- The paper demonstrates that jittered stripplots achieve superior range identification while boxplots and histograms exhibit systematic errors in interpreting key statistics.
- The paper uses a large-scale mixed-methods approach, integrating 215 participant benchmarks, click-to-select protocols, and expert interviews to compare visualization techniques.
- The paper recommends task- and audience-aware visualization design and hybrid chart forms to mitigate misinterpretation and better align with analytic tasks.
Introduction
This paper conducts a comprehensive comparison of four canonical visualization techniques for univariate distributions: boxplots, violinplots, histograms, and jittered stripplots. Through a large-scale mixed-methods study (n=215) integrating both quantitative benchmarking and qualitative analyses, as well as domain expert interviews, the paper examines how these visualizations support perceptual and analytic tasks, how common misinterpretations arise, and how user preference aligns—or fails to align—with objective task performance. The findings directly interrogate conventions in statistical communication and raise questions about best practices for matching visualization techniques to audience and task characteristics.
Figure 1: The four charts used in this study (dataset 1): boxplot, violinplot, histogram, and stripplot, representing summary statistics, smooth densities, binned densities, and individual data points, respectively.
Experimental Design and Methodology
The study sample included both lay and expert participants, the latter stratified by education and professional background to control for the well-established impact of domain expertise on visualization interpretation. Each participant completed both free exploration and targeted benchmark tasks (e.g., identification of means, medians, range, and clusters), using a suite of synthetically generated datasets systematically varying in skewness, modality, and outlier presence.
Figure 2: The datasets used in the study vary in skew, outlier values, and modality, enabling robust evaluation across distributional regimes.
A key feature of the study is the click-to-select interaction protocol, which permitted both rigorous performance metrics and visualization of selection patterns, offering nuanced insight into misinterpretations and user reasoning.

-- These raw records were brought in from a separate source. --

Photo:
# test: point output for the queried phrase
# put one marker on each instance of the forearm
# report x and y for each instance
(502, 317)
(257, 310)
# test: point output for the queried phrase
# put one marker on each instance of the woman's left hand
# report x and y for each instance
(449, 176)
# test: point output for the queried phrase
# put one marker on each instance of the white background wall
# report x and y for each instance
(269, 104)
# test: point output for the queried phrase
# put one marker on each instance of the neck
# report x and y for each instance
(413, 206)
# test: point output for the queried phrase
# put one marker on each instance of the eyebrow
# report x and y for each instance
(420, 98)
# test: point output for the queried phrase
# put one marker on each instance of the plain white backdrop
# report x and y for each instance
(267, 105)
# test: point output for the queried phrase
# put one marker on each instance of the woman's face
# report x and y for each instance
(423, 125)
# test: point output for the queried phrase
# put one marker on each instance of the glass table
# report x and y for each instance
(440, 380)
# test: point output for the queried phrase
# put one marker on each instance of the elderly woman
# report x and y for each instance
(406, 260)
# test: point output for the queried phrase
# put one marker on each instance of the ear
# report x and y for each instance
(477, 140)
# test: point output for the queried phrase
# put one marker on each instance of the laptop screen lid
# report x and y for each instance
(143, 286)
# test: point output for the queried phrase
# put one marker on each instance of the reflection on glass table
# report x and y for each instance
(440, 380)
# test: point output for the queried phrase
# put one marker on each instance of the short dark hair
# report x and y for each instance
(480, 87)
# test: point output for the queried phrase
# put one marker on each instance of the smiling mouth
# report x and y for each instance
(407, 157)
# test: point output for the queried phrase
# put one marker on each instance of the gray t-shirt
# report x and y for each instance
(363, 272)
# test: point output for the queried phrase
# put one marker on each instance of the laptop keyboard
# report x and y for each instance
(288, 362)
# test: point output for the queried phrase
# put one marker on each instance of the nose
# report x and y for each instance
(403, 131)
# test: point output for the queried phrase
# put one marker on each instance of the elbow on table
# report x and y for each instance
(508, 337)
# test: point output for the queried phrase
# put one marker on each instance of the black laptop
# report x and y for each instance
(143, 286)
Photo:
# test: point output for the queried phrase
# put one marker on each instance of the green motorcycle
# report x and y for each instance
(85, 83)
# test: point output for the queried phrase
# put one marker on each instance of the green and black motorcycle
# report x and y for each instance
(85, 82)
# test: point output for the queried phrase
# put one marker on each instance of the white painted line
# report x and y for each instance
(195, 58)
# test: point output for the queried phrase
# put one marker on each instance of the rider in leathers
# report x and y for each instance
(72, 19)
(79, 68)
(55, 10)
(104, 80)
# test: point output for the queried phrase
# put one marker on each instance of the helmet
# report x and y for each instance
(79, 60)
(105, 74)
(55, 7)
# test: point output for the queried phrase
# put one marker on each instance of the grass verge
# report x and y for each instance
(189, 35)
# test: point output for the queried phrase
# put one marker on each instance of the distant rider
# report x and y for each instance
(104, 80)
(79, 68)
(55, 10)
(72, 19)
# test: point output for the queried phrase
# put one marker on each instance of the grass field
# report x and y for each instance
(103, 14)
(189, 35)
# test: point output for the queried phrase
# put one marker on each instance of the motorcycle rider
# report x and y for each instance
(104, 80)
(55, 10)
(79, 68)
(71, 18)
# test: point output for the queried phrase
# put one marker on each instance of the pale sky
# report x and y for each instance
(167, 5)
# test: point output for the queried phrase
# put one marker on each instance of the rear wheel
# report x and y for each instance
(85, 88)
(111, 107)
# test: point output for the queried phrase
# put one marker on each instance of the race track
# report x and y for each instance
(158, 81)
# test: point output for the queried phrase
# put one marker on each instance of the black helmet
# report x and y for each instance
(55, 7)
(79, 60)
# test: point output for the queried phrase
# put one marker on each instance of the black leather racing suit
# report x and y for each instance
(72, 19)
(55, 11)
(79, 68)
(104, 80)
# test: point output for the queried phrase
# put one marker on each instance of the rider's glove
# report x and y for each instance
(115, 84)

Qualitative Patterns in Chart Interpretation
Analysis of participant click data revealed systematic, chart-specific selection strategies and errors. Notably, points of interest in boxplots concentrated sharply on the median and at quartile lines, while violinplots elicited interaction both along central summary statistics and at peaks/valleys of smoothed density. Histogram interactions clustered around bar maxima, with frequent confusion of bar height with data value, while jittered stripplots led to more dispersed selection, often congregating around dense point clouds.



Figure 3: Examples of participants' selections on dataset 6 for the stripplot, with participant click patterns highlighting the selection of dense regions and, less frequently, outliers.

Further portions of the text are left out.